Tale norma, attenendo al controllo sugli atti delle procedure di affidamento, determina, nel caso di inutile decorso del termine, la formazione del silenzio assenso sull’approvazione dell’aggiudicazione provvisoria; ma non integra, diversamente, il perfezionamento dell’aggiudicazione definitiva.

L’aggiudicazione definitiva, infatti, richiede una manifestazione di volontà espressa dell’amministrazione, mentre è il suo presupposto, vale a dire l’approvazione dell’aggiudicazione provvisoria, che può venire in essere per effetto del comportamento inerte dell’organo amministrativo competente, tanto che, ai sensi dell’art. 11, comma 5, del D.Lgs. 163/2006, la stazione appaltante, previa verifica dell’aggiudicazione provvisoria di cui all’art. 12, comma 1, provvede all’aggiudicazione definitiva.

La stazione appaltante, a fronte dell’approvazione dell’aggiudicazione provvisoria, conserva senz’altro il potere discrezionale di procedere o meno all’aggiudicazione definitiva; di talché il relativo provvedimento, adottato (non solo da Autorità diversa rispetto a quella competente ai fini dell’aggiudicazione provvisoria; ma anche) nell’esercizio di un potere e sulla base di presupposti inassimilabili rispetto a quelli relativi alla medesima aggiudicazione provvisoria, impone una separata impugnazione, in difetto della quale il consolidamento dei relativi effetti priva parte ricorrente dell’interesse all’ulteriore coltivazione dell’impugnativa.

4. All’omessa impugnazione, da parte dell’odierna ricorrente, della determinazione recante aggiudicazione definitiva della gara de qua accede, alla stregua delle considerazioni in precedenza rassegnate, la declaratoria di improcedibilità del gravame per sopravvenuta carenza di interesse.

Le spese di lite vengono poste a carico della parte soccombente, giusta la liquidazione di cui in dispositivo.
P.Q.M.

Il Tribunale Amministrativo Regionale del Lazio – Sezione I – dichiara improcedibile, per sopravvenuta carenza di interesse, il ricorso indicato in epigrafe.

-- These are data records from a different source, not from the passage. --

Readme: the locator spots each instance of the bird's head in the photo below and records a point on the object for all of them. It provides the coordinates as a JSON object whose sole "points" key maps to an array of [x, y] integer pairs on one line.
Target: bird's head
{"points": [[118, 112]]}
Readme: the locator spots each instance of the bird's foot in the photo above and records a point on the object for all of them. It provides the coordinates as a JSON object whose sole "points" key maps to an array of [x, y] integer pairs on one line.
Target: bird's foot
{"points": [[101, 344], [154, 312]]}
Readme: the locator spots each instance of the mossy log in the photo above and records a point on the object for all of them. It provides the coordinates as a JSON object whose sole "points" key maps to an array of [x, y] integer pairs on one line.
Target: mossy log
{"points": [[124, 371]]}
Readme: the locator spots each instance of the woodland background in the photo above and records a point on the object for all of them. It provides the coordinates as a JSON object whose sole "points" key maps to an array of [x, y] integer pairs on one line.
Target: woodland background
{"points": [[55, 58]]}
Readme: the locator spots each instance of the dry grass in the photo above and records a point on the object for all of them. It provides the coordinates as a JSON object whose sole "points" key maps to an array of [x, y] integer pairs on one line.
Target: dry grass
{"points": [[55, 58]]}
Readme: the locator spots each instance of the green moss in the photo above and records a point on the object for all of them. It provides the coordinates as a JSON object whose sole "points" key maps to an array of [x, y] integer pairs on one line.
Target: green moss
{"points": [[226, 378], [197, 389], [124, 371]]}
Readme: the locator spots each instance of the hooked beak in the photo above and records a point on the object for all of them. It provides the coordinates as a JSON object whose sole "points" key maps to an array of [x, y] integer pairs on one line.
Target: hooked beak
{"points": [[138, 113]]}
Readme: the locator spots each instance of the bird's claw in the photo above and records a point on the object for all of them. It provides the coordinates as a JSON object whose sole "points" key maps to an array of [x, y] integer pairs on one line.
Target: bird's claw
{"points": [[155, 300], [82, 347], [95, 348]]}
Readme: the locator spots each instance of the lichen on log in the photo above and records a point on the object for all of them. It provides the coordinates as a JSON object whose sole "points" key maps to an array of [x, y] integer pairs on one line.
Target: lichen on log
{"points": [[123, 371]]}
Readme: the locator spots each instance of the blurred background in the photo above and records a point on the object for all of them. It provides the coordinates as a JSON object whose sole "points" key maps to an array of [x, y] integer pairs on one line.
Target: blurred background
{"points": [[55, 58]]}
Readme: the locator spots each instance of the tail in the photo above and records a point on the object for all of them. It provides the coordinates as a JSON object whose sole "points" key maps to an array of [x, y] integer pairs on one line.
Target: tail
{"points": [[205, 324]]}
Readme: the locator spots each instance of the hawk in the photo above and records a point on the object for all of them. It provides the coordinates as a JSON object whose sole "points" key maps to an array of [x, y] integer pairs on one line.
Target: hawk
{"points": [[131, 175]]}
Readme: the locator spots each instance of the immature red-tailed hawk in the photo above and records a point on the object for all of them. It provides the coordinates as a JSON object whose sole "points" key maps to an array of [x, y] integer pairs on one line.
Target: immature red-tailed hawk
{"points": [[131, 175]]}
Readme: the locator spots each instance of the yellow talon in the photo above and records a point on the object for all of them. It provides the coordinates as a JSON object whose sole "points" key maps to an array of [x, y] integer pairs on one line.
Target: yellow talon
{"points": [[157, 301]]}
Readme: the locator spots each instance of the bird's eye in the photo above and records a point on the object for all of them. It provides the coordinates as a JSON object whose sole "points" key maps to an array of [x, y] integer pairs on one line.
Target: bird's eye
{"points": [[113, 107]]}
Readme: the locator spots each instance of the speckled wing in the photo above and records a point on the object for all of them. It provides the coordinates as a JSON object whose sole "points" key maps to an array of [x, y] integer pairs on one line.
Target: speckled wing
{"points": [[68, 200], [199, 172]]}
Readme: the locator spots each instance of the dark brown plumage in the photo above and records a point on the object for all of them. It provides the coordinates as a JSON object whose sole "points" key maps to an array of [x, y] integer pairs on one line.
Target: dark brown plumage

Condanna la ricorrente Rappresentanza Generale per l’Italia degli Assicuratori dei L. al pagamento delle spese di lite in favore del Ministero degli Affari Esteri e di A.E. Group Limited, Rappresentanza Generale per l’Italia, in ragione di Euro 1.500,00 (euro mille e cinquecento/00) per ciascuna delle anzidette parti.

Ordina che la presente sentenza sia eseguita dall’autorità amministrativa.

Testo non ufficiale. La sola stampa del bollettino ufficiale ha carattere legale.